Transcribed & marked up by Einde O’ Callaghan for the Encyclopaedia of Trotskyism On-Line (ETOL).
IT IS a pity Donny Gluckstein did not bother to read my article carefully on the decay of Labourism before he rushed to criticise it (September SWR).
Nowhere does it characterise the Clydeside MPs as revolutionaries! Rather it suggested that they were the most militant, the most advanced group of reformists ever to be elected to parliament.
Many of them had been imprisoned either, like Maxton, for sedition (interfering with army recruitment in wartime) or for involvement in the riot that became known as The Battle of St George’s Square (an event that the Lloyd George government misread and thought was the beginning of the British revolution).
Besides having gained their personal reputations through the stand they had taken in some of the most ferocious class struggles experienced by Britain in the 20th century, they were sent to Westminster in a mass wave of left wing enthusiasm.

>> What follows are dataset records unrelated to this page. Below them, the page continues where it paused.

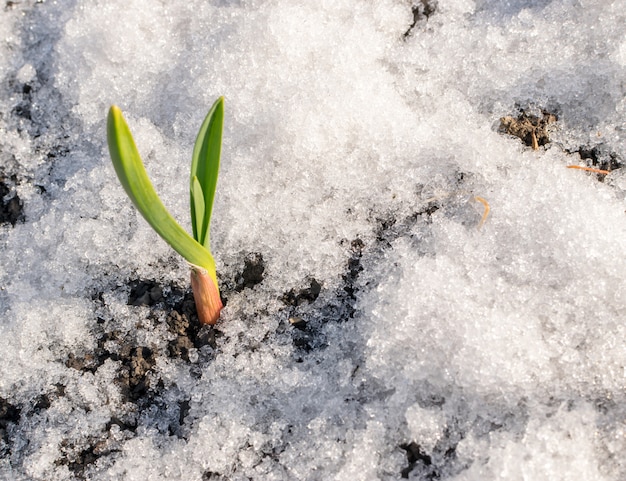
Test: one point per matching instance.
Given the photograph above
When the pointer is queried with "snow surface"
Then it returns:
(353, 153)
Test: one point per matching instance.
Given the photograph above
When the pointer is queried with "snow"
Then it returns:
(355, 150)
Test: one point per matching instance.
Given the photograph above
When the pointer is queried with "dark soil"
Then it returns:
(11, 208)
(422, 10)
(532, 129)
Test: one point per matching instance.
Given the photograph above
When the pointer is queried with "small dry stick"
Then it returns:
(589, 169)
(485, 212)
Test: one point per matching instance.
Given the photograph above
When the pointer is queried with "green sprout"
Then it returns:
(203, 180)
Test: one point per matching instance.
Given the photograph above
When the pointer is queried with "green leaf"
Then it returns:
(134, 179)
(205, 166)
(197, 204)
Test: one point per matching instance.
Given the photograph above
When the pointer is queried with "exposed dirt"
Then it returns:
(532, 129)
(11, 208)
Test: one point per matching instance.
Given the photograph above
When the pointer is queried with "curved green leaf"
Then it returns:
(205, 166)
(134, 179)
(197, 203)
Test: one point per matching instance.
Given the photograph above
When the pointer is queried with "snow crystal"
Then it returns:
(412, 290)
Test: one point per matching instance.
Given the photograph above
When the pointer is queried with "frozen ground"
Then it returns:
(374, 329)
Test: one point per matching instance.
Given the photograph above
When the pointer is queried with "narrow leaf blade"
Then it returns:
(205, 166)
(197, 206)
(134, 178)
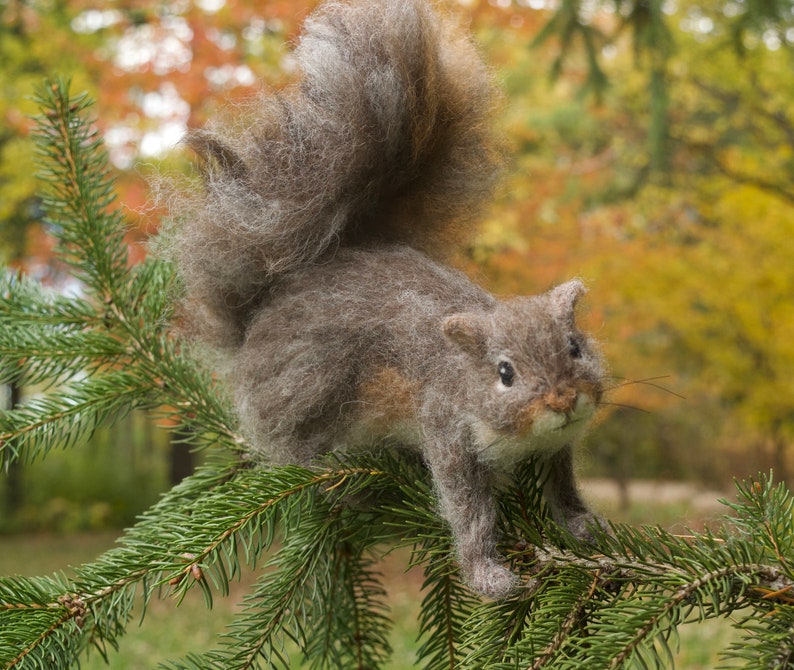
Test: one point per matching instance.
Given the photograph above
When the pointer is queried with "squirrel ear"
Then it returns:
(563, 298)
(467, 331)
(214, 153)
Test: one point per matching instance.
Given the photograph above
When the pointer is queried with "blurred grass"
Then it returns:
(169, 631)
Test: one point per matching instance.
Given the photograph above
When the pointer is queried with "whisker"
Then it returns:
(649, 381)
(624, 406)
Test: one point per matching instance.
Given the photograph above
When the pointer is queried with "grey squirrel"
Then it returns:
(315, 257)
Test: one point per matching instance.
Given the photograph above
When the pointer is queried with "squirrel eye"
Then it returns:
(507, 373)
(574, 347)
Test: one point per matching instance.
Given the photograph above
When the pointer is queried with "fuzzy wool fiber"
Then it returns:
(314, 256)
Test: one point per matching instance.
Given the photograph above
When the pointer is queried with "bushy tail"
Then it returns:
(386, 137)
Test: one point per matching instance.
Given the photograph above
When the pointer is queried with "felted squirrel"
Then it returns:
(314, 255)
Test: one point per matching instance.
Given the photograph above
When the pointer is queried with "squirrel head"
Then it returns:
(535, 377)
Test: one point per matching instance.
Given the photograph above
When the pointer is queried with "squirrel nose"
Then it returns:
(561, 399)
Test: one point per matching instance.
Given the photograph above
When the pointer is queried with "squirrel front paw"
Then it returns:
(492, 580)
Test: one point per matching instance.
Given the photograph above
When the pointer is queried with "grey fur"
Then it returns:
(313, 255)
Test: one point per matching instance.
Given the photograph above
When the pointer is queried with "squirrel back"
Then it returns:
(386, 138)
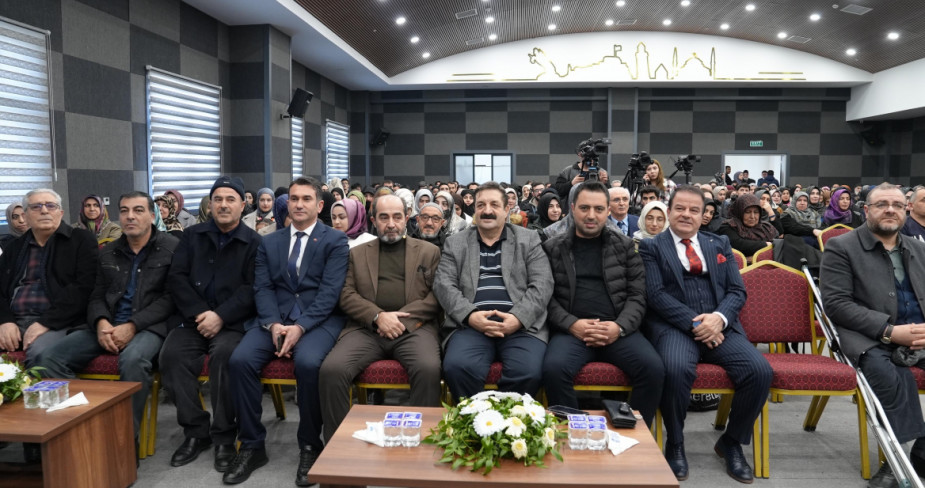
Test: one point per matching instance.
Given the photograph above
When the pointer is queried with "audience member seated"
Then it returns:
(349, 217)
(94, 217)
(695, 294)
(48, 275)
(391, 314)
(211, 280)
(494, 284)
(598, 306)
(129, 307)
(262, 219)
(299, 276)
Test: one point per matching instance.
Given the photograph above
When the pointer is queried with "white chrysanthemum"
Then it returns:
(549, 437)
(536, 412)
(475, 407)
(515, 427)
(8, 372)
(488, 422)
(519, 448)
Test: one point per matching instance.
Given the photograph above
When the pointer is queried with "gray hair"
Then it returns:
(25, 199)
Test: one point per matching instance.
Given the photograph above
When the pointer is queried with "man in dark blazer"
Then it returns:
(211, 280)
(626, 222)
(46, 277)
(299, 275)
(392, 314)
(876, 311)
(494, 283)
(695, 293)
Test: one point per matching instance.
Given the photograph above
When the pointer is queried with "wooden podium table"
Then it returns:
(84, 446)
(349, 461)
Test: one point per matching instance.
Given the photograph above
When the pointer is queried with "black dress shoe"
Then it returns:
(677, 461)
(189, 451)
(307, 458)
(736, 465)
(224, 455)
(244, 463)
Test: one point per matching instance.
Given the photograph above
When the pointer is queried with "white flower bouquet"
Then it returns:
(489, 426)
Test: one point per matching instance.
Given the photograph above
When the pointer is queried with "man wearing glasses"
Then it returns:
(47, 276)
(878, 313)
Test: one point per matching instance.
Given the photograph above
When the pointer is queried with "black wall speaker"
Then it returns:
(380, 137)
(299, 103)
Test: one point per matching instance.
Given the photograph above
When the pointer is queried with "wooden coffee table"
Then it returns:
(85, 446)
(349, 461)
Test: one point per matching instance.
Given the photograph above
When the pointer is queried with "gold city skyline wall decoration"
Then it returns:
(691, 69)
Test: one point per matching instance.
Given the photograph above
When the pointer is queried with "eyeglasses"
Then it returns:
(50, 206)
(899, 207)
(430, 218)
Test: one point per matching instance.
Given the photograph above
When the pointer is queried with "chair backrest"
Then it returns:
(740, 258)
(766, 253)
(830, 232)
(779, 307)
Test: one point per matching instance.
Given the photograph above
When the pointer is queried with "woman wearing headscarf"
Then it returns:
(262, 218)
(653, 220)
(167, 211)
(205, 210)
(185, 218)
(16, 223)
(95, 218)
(281, 211)
(840, 211)
(349, 217)
(324, 215)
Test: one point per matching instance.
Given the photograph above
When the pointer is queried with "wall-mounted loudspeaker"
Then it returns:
(380, 137)
(299, 104)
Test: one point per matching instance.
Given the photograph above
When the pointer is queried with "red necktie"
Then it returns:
(696, 265)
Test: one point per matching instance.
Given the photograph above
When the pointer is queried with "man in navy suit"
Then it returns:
(299, 274)
(619, 211)
(695, 293)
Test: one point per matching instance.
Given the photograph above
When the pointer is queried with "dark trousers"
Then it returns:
(181, 362)
(469, 354)
(566, 355)
(895, 388)
(746, 367)
(254, 352)
(417, 351)
(75, 351)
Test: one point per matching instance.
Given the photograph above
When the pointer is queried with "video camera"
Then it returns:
(590, 152)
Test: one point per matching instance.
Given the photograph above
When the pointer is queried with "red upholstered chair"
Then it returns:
(106, 367)
(830, 232)
(780, 309)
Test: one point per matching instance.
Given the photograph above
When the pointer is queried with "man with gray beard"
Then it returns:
(391, 314)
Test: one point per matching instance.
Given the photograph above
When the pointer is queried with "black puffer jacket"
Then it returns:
(624, 277)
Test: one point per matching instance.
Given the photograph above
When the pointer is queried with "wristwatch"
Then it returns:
(887, 336)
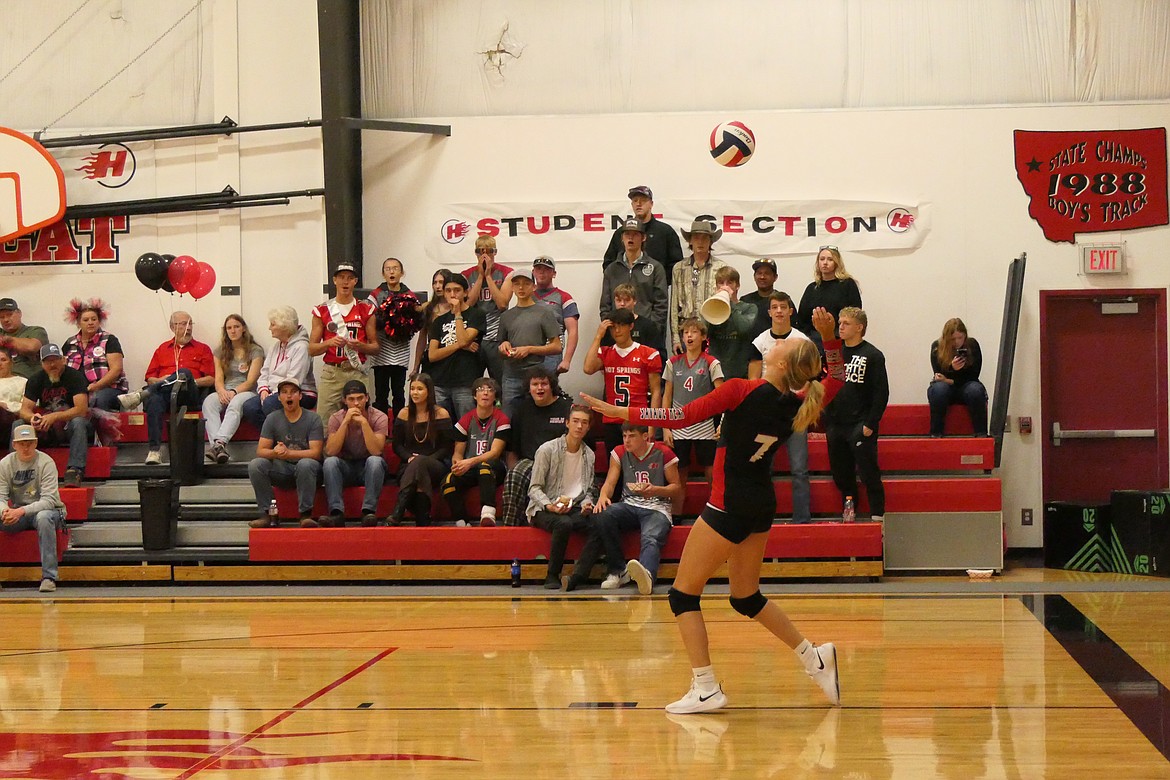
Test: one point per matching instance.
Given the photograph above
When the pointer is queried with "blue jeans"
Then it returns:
(76, 435)
(46, 524)
(456, 400)
(303, 475)
(654, 526)
(341, 473)
(798, 464)
(974, 394)
(157, 402)
(255, 411)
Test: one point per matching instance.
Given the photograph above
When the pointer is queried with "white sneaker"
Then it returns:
(613, 581)
(130, 400)
(641, 577)
(695, 702)
(824, 672)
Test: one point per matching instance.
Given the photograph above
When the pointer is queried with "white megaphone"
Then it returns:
(717, 308)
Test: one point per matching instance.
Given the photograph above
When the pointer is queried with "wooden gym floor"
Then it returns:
(1036, 675)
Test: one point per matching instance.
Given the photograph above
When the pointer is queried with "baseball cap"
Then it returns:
(23, 433)
(353, 387)
(764, 261)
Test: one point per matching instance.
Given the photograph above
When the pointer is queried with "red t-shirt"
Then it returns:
(627, 375)
(355, 323)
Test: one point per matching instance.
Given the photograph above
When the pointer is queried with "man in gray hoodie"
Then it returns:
(31, 499)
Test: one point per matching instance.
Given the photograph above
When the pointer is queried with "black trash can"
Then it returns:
(187, 449)
(158, 504)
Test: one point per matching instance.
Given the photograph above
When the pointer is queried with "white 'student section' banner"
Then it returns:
(750, 228)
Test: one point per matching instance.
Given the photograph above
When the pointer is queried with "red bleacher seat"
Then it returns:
(813, 540)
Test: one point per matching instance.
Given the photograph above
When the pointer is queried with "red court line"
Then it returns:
(213, 759)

On arrival there they met George Lansbury, just out of his prison uniform, having led Poplar Council’s successful defiance of the law, that resulted in the government’s defeat: a much better performance than the Hatton-led Liverpool Council over ratecapping.
Donny Gluckstein may disagree, but it is my claim that these Clydeside rebels had a working class credibility, a working class following, a working class militancy unsurpassed in the history of the Labour Party. By comparison the Benns and Heffers of today are tame and toothless tabby cats.
Yet what did they achieve? In his autobiography one of them, David Kirkwood, explained:
“We were going to do big things. The people believed that. We believed that. At our onslaught, the grinding poverty which existed in the midst of plenty was to be wiped out. We were going to scare away the grim spectre of unemployment ... Alas, that we were able to do so little!”